40 yaşında renkli pantolon giyen erkek

  • türk insanının en büyük sorunu bu. evet evet, yanlış okumadığınız. türk insanının en büyük sorunu bu. bir başkasının dinine, giyimine kuşamına, cinsel yönelimine, yaşam tarzını kendi değer ve ahlakına göre yargılayıp eleştirmek ve müdahalede bulunmak, türk insanının en büyük sorunu.

    40 yaşında bir adam düşünün. masmavi bir pantolon giymiş olsun. bu adamın kendi halinde var olduğu sürece sana ne gibi bir zararı var? hiç. bak yine söylüyorum. hiç.

    istediğim gibi giyinirim. istediğim adamla sevişirim. istersem saçlarımı kısacık keser, istersem de maviye boyarım. bunların sana ne zararı var? hiç. bak yine söylüyorum. hiç.
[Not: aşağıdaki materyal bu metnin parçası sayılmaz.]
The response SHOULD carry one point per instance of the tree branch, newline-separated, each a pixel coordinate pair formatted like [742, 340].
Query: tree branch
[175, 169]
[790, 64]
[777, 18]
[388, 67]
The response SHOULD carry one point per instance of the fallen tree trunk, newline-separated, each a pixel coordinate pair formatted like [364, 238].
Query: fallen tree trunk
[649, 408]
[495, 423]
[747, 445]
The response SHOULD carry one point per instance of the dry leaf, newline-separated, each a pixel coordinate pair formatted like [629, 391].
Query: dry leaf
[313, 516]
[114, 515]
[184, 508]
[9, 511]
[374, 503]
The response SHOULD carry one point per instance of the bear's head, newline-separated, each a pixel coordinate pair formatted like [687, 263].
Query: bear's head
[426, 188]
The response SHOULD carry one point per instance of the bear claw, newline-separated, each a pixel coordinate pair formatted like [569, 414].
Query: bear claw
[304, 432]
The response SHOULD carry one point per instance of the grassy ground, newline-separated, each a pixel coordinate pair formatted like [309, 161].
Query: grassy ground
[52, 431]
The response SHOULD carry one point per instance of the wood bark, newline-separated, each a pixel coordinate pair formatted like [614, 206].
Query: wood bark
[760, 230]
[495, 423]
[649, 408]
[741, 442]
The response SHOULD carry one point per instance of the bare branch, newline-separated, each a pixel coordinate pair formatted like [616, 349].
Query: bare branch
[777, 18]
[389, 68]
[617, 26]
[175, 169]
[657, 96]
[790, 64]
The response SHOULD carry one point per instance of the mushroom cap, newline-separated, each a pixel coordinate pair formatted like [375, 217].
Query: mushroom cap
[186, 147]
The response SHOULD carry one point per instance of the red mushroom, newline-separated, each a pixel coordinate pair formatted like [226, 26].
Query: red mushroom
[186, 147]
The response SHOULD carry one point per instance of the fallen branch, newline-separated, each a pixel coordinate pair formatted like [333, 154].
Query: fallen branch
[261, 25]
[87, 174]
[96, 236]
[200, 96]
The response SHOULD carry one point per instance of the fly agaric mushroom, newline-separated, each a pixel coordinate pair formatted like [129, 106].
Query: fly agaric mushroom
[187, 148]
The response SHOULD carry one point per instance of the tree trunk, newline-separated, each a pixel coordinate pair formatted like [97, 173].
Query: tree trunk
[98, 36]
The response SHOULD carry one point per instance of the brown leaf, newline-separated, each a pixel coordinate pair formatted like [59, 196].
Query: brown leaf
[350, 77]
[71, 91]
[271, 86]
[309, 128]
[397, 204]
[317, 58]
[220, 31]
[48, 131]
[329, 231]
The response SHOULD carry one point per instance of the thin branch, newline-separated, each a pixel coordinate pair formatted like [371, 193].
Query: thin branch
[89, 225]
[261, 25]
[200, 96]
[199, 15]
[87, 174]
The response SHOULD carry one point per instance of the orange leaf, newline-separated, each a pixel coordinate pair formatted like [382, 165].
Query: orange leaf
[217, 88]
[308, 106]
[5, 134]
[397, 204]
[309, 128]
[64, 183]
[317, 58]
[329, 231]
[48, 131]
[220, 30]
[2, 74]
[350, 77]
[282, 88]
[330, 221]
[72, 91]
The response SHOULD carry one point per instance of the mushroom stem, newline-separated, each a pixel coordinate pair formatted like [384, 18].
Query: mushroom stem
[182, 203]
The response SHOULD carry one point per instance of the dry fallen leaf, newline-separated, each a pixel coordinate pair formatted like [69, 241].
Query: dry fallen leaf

    bir adam başka bir adama aşık olabilir.
    bir kadın başka bir kadınla sevişebilir.
    70 yaşındaki bir teyze tırnaklarına oje sürebilir.
    bir kadın saçlarını kısacık kestirme hakkına sahiptir.
    bir erkek istediği renkte pantolon giyebilir.
    bir erkek isterse saçlarını pembe boyayabilir.
    bir insan, içinde bulunduğu bedenin cinsiyetine ait hissetmediği için bunu değiştirebilir.
    kimse bir tanrıya inanmak zorunda değildir.
    60 yaşındaki bir amca liseli kostümüyle bir partiye katılabilir.
    bir kadın istemiyorsa evlenmek zorunda değildir.
    bir erkek, eşi çalışırken evde kalıp çocuklara bakabilir.
    herkesin yaşamı kendisine aittir.

    rahat bırakın başkalarını. size hiçbir zararı olmayan insanları rahat bırakın.

    sen şimdi türkiye'de doğdun diye, erkeklerin çoğu "ciddi" pantolonlar giyiyor diye bunu doğru ve geçerli mi sandın? ya japonya'da doğsaydın? erkeklerin bir kısmının saçlarını boyayıp kaşlarını tıraş ettiği bir ülke olan japonya'da doğsaydın ne olacaktı?

    kendi halinde varlığını sürdüren herhangi bir insanın hiç kimseye herhangi bir zararı yoktur. durduk yere insanlara sinir olup nefret kusuyorsanız bir psikolog ile acilen görüşmenizi öneriyorum. önyargılarınız sağduyunuzu kör ediyor çünkü.